Kramer explained that network service providers are currently focusing on the consumer mode element of their 5G rollout, ie. the radio parts of the mobile phone tower, in the transition to the next generation of mobile phone services.

"They have to build huge infrastructure. They start with the radio part, which we don't even sell. When they start building core networks, it will take up the business. "

Cisco's weak forecast recently emerged out of fear that technology spending would decline, especially for hardware companies. The results also indicate a potential cooling down: Cisco's corporate management decreased by 2%, after increasing by 9% in the third quarter, 1

1% in the second quarter and 15% in the first quarter. And manager Chuck Robbins commented on a change in customer activity at the end of the quarter, which may be worrying.

"We saw some small indications of some macro changes in July that we did not see during the previous quarter," Robbins told analysts.

"We saw some weakness in the UK in terms of business and then, frankly, in the US," Robbins admitted.

Weakness in China contributed to the downturn in the company, Robbins added.

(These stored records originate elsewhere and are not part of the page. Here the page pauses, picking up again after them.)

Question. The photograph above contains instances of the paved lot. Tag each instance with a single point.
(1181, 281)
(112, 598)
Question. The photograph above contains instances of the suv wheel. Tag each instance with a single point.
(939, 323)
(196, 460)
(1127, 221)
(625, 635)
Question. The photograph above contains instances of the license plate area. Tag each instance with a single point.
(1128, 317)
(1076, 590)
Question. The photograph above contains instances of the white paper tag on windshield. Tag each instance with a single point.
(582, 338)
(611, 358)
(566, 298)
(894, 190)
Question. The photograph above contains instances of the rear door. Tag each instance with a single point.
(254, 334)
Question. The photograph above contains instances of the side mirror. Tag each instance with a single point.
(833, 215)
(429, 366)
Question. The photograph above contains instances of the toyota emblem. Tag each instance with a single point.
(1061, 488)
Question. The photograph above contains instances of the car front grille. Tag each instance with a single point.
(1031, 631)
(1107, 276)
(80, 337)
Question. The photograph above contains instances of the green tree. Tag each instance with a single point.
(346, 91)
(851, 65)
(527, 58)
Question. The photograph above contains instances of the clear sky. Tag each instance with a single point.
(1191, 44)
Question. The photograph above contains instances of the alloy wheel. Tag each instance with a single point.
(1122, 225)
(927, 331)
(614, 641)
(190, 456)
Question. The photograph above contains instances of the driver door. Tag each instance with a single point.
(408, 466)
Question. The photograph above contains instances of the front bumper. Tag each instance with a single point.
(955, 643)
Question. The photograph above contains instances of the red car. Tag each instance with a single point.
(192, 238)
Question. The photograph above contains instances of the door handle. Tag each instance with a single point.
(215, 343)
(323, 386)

Cisco is foreclosed, or not being asked, to bid on contracts with major airlines in China, Kramer said. Cisco reported a 25% reduction in the company's China operations during the quarter, but it represents only about 3% of Cisco's revenue. As far as the impact from customs in China, Cisco has moved some hardware manufacturing to other countries and offsets some of the potential impact from software, which Kramer previously explained to MarketWatch.

Investors have the right to be nervous about technical spending as the China-US trade war continues. Cisco did not kill fears of a macroeconomic slowdown on Wednesday, but pointed to potential help along the way when the big 5G transition turns to equipment.